Ainda que no Bivo Market Saudável tudo seja embalado, alguns produtos de verduras cozidas, grãos ou sementes sem processar, por biossegurança e higiene, não encontram outro tipo de apresentação até o momento. Um espaço onde foi realizada uma boa curadoria de produtos embalados. Nas visitas, não encontramos nenhuma trapaça com o consumidor, alí se encontra desde quinoa orgânica até detergente eco amigável que abre o caminho a novos empreendedores locais. “Trabalhamos com 100 fornecedores e lançamos no mercado mais de 500 produtos. Foi mais complicado, mas nós queríamos dar o exemplo para o empresariado nacional. Oferecer uma boa variedade com vantagens para o consumidor, com preços competitivos”, diz o pujante e decidido empresário David Novoa por telefone dos Estados Unidos, onde realizava uma viagem de negócios. Ainda que “competitivos” não significa que os produtos se encontrem ao alcance de todos nem sejam parte indispensável da cesta básica dos peruanos. No Peru esse nicho é diferenciado e caro. A compra básica é feita no mercado tradicional e no supermercado, onde a maioria dos consumidores é atraído pelos preços.

Para Jaime Delgado, a iniciativa é interessante como estratégia para quebrar a resistência da grande indústria que não pode (nem parece querer) reformular seus produtos diminuindo a quantia de açúcar, gordura e sal. Por causa da lei, a renovação tem sido local, e pequenos produtores, cozinheiros e engenheiros agrônomos começaram a lançar iniciativas com alimentos minimamente processados e artesanais.

As visitas ao Bivo têm sido uma experiência interessante, inovadora e, para alguns setores, promissora. Mas a comida viva deveria ser integrada ao projeto. Se para alguma coisa serviu esta pandemia é para nos lembrar que a cozinha caseira, essa que havia sido deixada de lado, se prepara com tempo e com alimentos reais. Que a compra diária, no bairro, convida a consumir alimentos mais frescos e naturais. Que uma melhor alimentação é saúde e que devemos valorizar o privilégio de ter uma biodiversidade tão grande que não precisa vir num suporte de isopor ou ser embalada com plástico.

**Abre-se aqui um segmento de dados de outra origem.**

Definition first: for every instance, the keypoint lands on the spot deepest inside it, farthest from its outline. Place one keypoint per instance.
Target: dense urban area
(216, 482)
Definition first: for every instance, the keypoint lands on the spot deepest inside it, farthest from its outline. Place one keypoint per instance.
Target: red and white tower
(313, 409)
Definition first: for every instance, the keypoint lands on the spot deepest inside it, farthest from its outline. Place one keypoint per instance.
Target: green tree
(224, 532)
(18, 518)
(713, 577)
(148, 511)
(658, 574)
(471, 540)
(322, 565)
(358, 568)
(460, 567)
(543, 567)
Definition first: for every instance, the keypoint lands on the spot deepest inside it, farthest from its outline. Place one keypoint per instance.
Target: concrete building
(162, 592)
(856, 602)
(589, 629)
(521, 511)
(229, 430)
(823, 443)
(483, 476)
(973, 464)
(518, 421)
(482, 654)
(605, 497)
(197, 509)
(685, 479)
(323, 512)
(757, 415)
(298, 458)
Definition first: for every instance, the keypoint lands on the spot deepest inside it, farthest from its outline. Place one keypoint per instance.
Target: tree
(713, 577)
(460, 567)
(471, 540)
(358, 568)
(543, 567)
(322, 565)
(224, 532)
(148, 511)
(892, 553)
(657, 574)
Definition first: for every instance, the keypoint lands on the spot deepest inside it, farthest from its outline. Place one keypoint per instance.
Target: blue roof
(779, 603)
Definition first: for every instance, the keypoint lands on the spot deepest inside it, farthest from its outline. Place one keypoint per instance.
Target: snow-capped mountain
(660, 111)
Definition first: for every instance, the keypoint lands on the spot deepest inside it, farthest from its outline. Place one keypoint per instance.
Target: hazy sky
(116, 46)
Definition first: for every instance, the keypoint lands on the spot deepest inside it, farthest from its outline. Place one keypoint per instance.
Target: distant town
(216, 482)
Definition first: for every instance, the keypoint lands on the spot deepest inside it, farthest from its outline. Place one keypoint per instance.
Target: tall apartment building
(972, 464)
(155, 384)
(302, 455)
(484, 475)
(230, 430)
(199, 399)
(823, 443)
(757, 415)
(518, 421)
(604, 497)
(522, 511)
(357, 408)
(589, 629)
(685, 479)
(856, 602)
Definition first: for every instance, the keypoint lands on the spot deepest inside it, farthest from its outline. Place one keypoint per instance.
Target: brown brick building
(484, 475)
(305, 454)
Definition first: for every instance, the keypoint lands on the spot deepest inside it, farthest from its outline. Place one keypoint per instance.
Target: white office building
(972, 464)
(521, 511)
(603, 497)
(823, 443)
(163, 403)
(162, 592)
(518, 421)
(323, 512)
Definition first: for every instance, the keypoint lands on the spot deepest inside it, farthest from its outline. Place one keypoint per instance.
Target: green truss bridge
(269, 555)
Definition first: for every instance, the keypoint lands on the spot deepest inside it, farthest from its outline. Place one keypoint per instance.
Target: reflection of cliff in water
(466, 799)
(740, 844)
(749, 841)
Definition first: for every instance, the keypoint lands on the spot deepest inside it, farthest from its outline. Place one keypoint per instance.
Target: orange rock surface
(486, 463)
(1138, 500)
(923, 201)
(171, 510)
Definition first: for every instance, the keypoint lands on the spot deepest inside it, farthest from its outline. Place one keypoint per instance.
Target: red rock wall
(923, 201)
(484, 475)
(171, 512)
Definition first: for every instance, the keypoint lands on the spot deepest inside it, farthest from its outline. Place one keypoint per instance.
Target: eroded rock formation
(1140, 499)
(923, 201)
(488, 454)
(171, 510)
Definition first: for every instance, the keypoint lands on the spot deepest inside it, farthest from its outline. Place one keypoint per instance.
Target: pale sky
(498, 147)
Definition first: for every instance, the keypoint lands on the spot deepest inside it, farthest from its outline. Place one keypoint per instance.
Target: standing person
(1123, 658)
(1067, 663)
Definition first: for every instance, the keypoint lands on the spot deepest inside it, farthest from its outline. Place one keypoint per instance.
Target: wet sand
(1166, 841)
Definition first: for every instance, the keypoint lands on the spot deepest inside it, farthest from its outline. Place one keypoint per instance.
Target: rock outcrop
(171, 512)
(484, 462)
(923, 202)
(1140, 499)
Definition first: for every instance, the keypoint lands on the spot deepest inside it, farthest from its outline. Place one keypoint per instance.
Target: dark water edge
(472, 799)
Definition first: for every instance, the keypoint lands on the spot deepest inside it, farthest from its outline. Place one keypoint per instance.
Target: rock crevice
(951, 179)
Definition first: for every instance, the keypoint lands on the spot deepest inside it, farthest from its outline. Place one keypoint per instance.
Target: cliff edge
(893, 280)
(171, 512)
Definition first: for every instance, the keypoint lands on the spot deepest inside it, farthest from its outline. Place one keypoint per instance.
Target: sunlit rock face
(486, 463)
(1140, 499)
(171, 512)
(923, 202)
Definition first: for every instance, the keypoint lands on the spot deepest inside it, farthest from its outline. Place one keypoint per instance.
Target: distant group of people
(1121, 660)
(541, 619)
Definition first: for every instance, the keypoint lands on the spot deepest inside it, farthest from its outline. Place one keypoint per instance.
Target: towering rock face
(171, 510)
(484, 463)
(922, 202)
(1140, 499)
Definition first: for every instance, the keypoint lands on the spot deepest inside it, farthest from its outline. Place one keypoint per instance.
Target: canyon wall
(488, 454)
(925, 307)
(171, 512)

Embora muitos dos produtos do Bivo sejam de empreendimentos locais interessantes e tenham crescido ao longo do tempo para passar de feiras artesanais a mercados, apostando em veganos e sem glúten, há outros que vêm de marcas internacionais que se incorporam, abrindo o leque de alternativas para celíacos que, até recentemente no Peru, era de um alcance muito limitado. Estes estão dentro dos limites para não portar octógonos, mas ainda são processados ​​e não "alimentos vivos" como o que encontramos em mercados orgânicos ou tradicionais.